Liliane Perreault a signé un contrat pour terminer la saison avec Frölunda, après quatre saisons à l’Université Mercyhurst, en NCAA. Ignorée au repêchage de la toute nouvelle Ligue professionnelle de hockey féminin (LPHF), elle a ensuite obtenu un essai avec Ottawa, mais n’a pas été retenue.

« J’étais une des plus jeunes, souligne la joueuse de 23 ans. Mais c’était une belle expérience, j’ai rencontré beaucoup de monde. Mon plan est de continuer à me développer. Je sais que je suis capable de jouer dans cette ligue. Mon but sera de revenir un jour. Mais c’est dur parce qu’il y a six équipes et beaucoup de joueuses. »

Marché en mutation

L’exil de Perreault est un rappel de plus de la mutation du marché du hockey professionnel féminin.

Dominique DiDia en sait quelque chose. Agente chez CAA – la firme de Pat Brisson –, elle représente Perreault et l’a aidée à trouver du travail en Suède. Mais elle a elle-même connu le monde d’avant, comme joueuse à Trinity College de 2008 à 2012. À une époque où si elle ne faisait pas partie de la poignée de joueuses retenues dans l’équipe nationale américaine, les débouchés étaient rares. « J’aurais aimé avoir ces options », avoue-t-elle.

DiDia rappelle cependant une réalité souvent oubliée dans l’enthousiasme de la création d’une nouvelle ligue. C’est que la LPHF remplace en quelque sorte deux ligues : la Premier Hockey Federation (PHF) et l’Association des joueuses de hockey professionnel (PWHPA). Cette dernière n’était pas une ligue à proprement parler, mais une centaine de joueuses y évoluaient tout de même.

PHOTO FOURNIE PAR LILIANE PERREAULT

Liliane Perreault, entourée de sa mère, July, de son frère, Gabriel, et de son père, Yanic

Avec un salaire minimum de 35 000 $ et des allocations de logement, la nouvelle ligue entend toutefois offrir aux joueuses la possibilité de vivre de leur sport, ce qui n’était pas le cas pour toutes auparavant. Autrement dit, de meilleures conditions, mais pour moins de joueuses.

« On est passées de dix à six équipes », rappelle-t-elle. Pour ses clientes Brianne Jenner, Blayre Turnbull et Aerin Frankel, ce n’était pas nécessairement un enjeu, puisqu’elles ont fait partie des 18 joueuses autonomes embauchées avant même le repêchage.

Mais son travail était plus compliqué quand venait le temps de placer des joueuses moins expérimentées comme Perreault. Et ça ne sera pas plus facile la saison prochaine.

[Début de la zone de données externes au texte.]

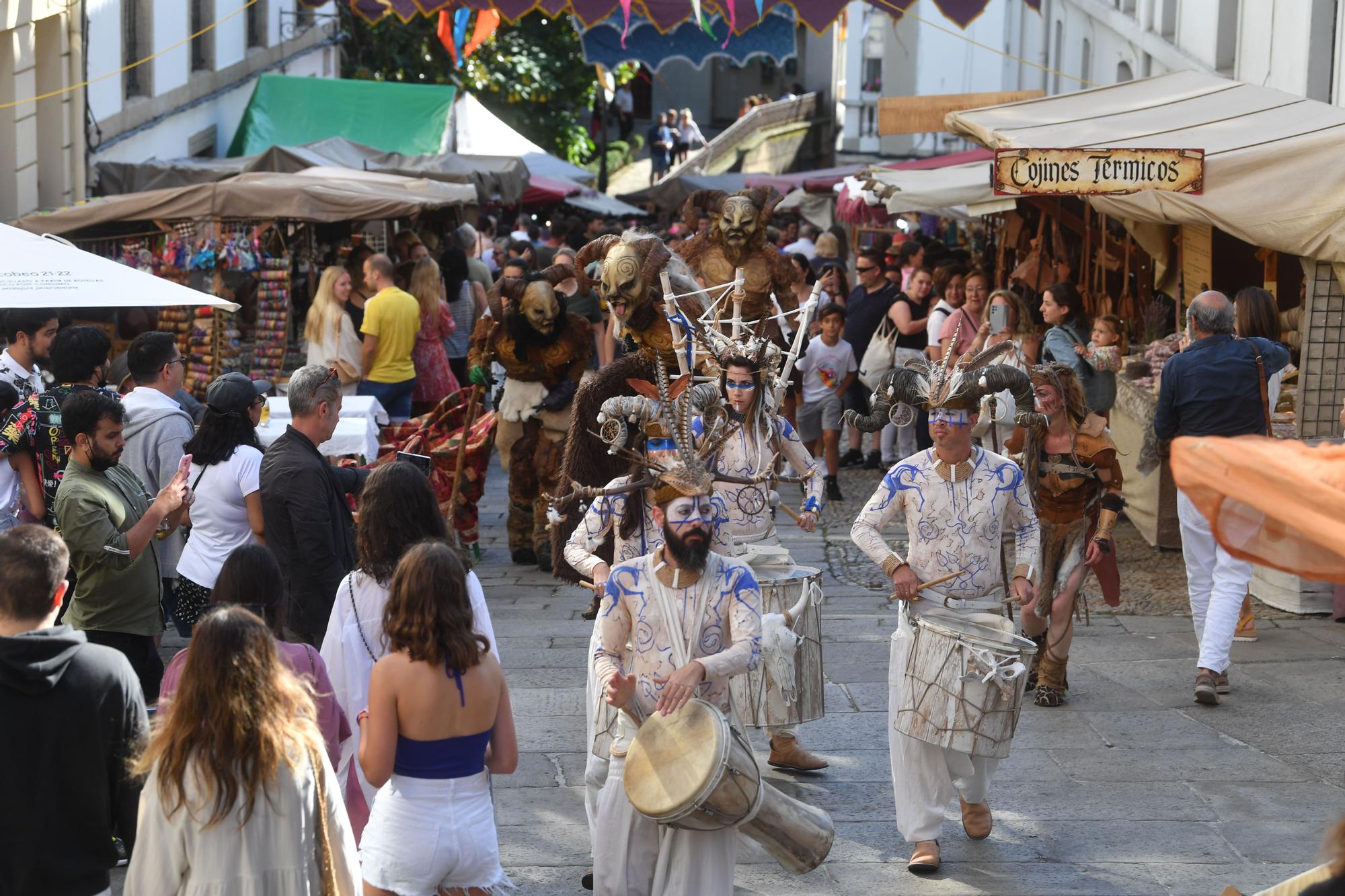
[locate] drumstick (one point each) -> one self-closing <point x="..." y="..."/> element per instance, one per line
<point x="933" y="583"/>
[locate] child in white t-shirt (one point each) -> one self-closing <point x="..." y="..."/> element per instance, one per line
<point x="828" y="368"/>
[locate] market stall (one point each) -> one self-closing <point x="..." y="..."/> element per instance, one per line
<point x="1256" y="222"/>
<point x="245" y="240"/>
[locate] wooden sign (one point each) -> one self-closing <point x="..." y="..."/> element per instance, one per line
<point x="1096" y="173"/>
<point x="925" y="115"/>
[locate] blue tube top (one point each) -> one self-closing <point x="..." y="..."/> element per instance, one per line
<point x="461" y="756"/>
<point x="446" y="758"/>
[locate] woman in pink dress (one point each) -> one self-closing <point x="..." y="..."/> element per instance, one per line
<point x="252" y="577"/>
<point x="434" y="377"/>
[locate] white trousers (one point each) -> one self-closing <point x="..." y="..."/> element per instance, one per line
<point x="634" y="856"/>
<point x="925" y="776"/>
<point x="595" y="767"/>
<point x="1217" y="583"/>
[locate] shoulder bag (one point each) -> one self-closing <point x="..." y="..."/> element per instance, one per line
<point x="880" y="356"/>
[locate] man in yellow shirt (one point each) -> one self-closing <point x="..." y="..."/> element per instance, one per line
<point x="392" y="321"/>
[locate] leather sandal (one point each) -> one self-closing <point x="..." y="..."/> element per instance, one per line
<point x="976" y="818"/>
<point x="1207" y="689"/>
<point x="787" y="754"/>
<point x="925" y="860"/>
<point x="1047" y="696"/>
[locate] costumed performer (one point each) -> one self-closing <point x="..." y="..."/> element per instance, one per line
<point x="957" y="499"/>
<point x="544" y="352"/>
<point x="648" y="665"/>
<point x="751" y="451"/>
<point x="625" y="512"/>
<point x="1075" y="483"/>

« Un bon groupe de joueuses arrive de la NCAA, estime DiDia. Aussi, des joueuses de la Ligue suédoise de hockey féminin (SDHL) voudront venir dans la LPHF. La LPHF est vue comme la meilleure ligue au monde, car les Canadiennes et les Américaines sont considérées comme les meilleures au monde, et la présence en LPHF des joueuses des équipes nationales de ces deux pays a solidifié ce statut de meilleure ligue. »

Environnement professionnel

Perreault sera de nouveau admissible au repêchage 2024 de la LPHF. D’ici là, elle tentera de faire bonne impression à Frölunda.

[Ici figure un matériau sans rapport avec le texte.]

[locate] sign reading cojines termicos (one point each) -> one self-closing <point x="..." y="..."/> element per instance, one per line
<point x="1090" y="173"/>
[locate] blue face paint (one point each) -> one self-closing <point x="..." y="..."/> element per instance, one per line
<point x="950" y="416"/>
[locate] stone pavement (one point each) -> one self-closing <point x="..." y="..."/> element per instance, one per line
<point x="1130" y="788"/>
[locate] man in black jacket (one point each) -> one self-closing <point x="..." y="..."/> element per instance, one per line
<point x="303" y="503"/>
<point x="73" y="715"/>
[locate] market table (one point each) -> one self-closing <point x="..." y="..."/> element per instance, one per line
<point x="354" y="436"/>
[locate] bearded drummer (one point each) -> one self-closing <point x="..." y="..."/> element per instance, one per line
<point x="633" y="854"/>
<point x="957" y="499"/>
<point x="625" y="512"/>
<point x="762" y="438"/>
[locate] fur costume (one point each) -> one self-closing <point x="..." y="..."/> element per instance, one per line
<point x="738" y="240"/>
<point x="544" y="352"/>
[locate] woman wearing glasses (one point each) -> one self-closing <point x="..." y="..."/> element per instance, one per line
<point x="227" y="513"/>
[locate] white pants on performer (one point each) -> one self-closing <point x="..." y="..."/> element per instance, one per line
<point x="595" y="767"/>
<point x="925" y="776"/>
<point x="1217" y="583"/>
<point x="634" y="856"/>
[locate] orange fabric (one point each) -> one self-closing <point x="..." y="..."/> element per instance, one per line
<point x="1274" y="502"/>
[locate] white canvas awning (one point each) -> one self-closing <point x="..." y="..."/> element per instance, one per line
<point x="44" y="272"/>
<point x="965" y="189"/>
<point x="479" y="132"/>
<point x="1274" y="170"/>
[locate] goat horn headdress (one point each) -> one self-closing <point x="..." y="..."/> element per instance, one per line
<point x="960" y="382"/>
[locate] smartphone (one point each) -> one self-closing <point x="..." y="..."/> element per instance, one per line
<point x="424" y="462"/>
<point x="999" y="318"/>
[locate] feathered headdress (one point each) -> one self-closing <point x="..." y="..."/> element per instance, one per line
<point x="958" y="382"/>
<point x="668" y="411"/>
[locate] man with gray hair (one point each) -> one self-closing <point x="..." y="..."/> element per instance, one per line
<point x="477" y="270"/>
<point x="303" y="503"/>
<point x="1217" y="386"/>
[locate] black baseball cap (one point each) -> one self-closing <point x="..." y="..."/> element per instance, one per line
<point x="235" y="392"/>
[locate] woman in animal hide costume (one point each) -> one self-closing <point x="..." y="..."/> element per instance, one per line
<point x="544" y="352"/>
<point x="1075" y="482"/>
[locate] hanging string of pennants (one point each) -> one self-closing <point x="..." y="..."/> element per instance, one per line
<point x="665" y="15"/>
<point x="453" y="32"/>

Au moment de lui parler, c’était tout nouveau et un brin chaotique. Elle vivait à l’hôtel, n’avait pas encore joué de matchs, et les installations de son équipe, qui joue au Frölundaborg, étaient monopolisées par le Mondial junior. Le jour de l’entrevue, l’équipe avait dû s’entraîner dans un autre aréna, car « ils changent les logos sur la patinoire ».

« Je joue samedi et dimanche, mes parents vont rester pour voir mes deux matchs et m’aider à m’installer. C’est le fun qu’ils soient ici, ils peuvent me reconduire à mes entraînements. »

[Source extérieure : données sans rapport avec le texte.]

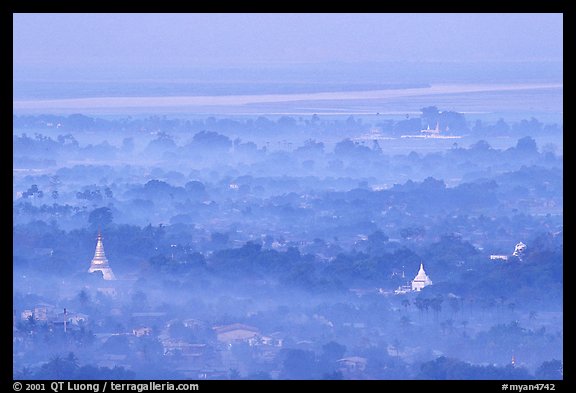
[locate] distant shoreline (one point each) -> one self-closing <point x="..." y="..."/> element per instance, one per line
<point x="212" y="103"/>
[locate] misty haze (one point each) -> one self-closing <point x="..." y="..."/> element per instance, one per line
<point x="287" y="196"/>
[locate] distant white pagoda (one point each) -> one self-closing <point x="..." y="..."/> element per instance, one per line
<point x="100" y="262"/>
<point x="421" y="280"/>
<point x="428" y="131"/>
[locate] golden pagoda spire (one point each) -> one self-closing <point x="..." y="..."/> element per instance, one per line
<point x="100" y="262"/>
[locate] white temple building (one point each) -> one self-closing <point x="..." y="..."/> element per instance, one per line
<point x="100" y="262"/>
<point x="435" y="131"/>
<point x="421" y="280"/>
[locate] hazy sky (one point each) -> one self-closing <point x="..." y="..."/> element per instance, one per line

C’est tout nouveau pour moi ici !

Liliane Perreault

Elle s’estime entre bonnes mains. « Le calibre est vraiment fort. Le développement est bon. Les espaces d’entraînement, c’est professionnel. Frölunda est une organisation qui a eu du succès », rappelle-t-elle. Le programme féminin est tout récent, fondé en 2022, mais l’équipe masculine compte cinq championnats à son actif, dont quatre depuis 2003. Quant aux conditions salariales, elle demeure évasive, mais assure qu’elle n’aura pas à occuper un autre emploi.

De toute façon, le simple fait de bénéficier d’options chez les pros est une victoire en soi.

« Quand j’étais à l’université, il n’y avait pas autant d’options. Les gars n’ont pas à y penser. Nous, les filles, on y pensait ! Plusieurs filles devaient arrêter après l’université. Mais je savais qu’il y avait du hockey compétitif en Europe. »

Elle tentera de s’en servir comme tremplin pour revenir jouer plus près de la maison.